Однако Виллер-Элон оставался подлинным семейным гнездом, и г-жа Каппель, забеременев, решила приехать туда рожать.
Какой радостью явилось для Мари Каппель их возвращение! Как знать, не стала ли эта радость противовесом той боли, какую причинило ей рождение новой сестры? Мари Каппель ни слова не говорит о своих тогдашних страданиях, но вполне очевидно, что это живое свидетельство неверности матери первому мужу должно было пробудить в ее сердце, исполненном благоговейной любви к отцу, жестокую ревность; тем не менее, вновь оказавшись в объятиях деда, под сенью все тех же чудесных деревьев, где она будет читать «Историю Карла XII» и «Историю флибустьеров», Мари обретает свою прежнюю веселость и, с непринужденностью и веселостью г-жи де Жирарден в ее лучшие годы, набрасывает портреты некоторых из своих соседей, то есть обитателей или владельцев замков, расположенных вблизи Виллер-Элона.
«Несколько глубже в лесу, — говорит она, — находится Монгобер, принадлежавший вначале генералу Леклеру, затем княгине Экмюлъской и, наконец, г-же де Камбасерес, чье очаровательное личико обнаруживает ее родство с семейством Боргезе; Вальсери, очаровательное поместье одного старого друга моего деда; Сен-Реми, владение г-на Девиолена, хранителя лесов и отца семейства, включающего целый букет очаровательных дочерей и одного сына; и, наконец, Корси, своеобразный небольшой замок, обладающий конструкцией столь же причудливой, что и рассудок его хозяйки, г-жи де Монбретон, дочери мукомола из Бове, жены некоего г-на Марке, чей отец был… по слухам, лакеем, но я предпочту из вежливости написать: управляющим у какого-то знатного вельможи.

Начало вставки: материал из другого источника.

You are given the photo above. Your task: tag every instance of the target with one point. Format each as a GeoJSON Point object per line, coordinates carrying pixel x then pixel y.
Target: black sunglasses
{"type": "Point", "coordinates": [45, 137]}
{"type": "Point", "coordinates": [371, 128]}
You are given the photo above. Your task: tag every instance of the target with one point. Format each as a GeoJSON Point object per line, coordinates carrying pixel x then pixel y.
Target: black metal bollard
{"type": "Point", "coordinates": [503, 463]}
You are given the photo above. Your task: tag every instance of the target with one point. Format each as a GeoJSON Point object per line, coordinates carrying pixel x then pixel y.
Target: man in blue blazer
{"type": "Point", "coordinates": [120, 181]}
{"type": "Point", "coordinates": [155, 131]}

Во время Террора она была заключена в тюрьму и, обосновывая этим преследованием благородство своего происхождения, пожелала быть не только несчастной жертвой, но и благородной. Дабы украсить имя Монбретон, то ли позаимствованное, то ли отысканное неизвестно где, во времена Империи она купила за немалые деньги, посыпанные отцовской мукой, титул графини, а позднее добыла для мужа должность главного конюшего княгини Боргезе. После возвращения Бурбонов она затесалась в ряды роялистов, сделалась большой барыней, окружила себя родовитыми приживалками и комнатными собачками с длинной родословной и рассорилась с моим дедом, поскольку ей претили его разночинное происхождение и либеральные воззрения. Во время революции 1830 года она бежала из Парижа и, под влиянием всесильного страха вспомнив о своем старом друге Колларе, возвратилась сюда под его защиту. Я много чего слышала о графине: она заставляла бледнеть даже самых раскрепощенных из ее биографов.
Впервые приехав в Корси, я застала ее затворившейся в небольшом будуаре, обитом шерстью, куда не могли донестись звуки деревенского колокола, который звонил по покойникам. Спустя час она появилась, прижимая к носу флакон с нюхательной солью и держа в руке курильницу с хлором; прежде чем войти, она осведомилась, здорова ли я, давно ли болела корью и нет ли в Виллер-Элоне какого-нибудь морового поветрия. Удовлетворенная полученными ответами, она переступила порог, подошла ко мне, слегка окропила меня уксусом Четырех воров и, наконец, поцеловала в лоб. Ей сказали, что я музицирую, она усадила меня за фортепьяно, попросила сыграть галоп и, кинувшись к своему сыну, заставила его танцевать вместе с ней.
— Мама! Мама! Мама! Вы меня уморите! — кричал совершенно запыхавшийся Жюль, пытаясь остановить ее.
— Еще! Еще! — отвечала она, увлекая его за собой. — Это очень полезно для здоровья!
— Мама! — стонал Жюль. — Я падаю от усталости! Из-за вас у меня будет одышка!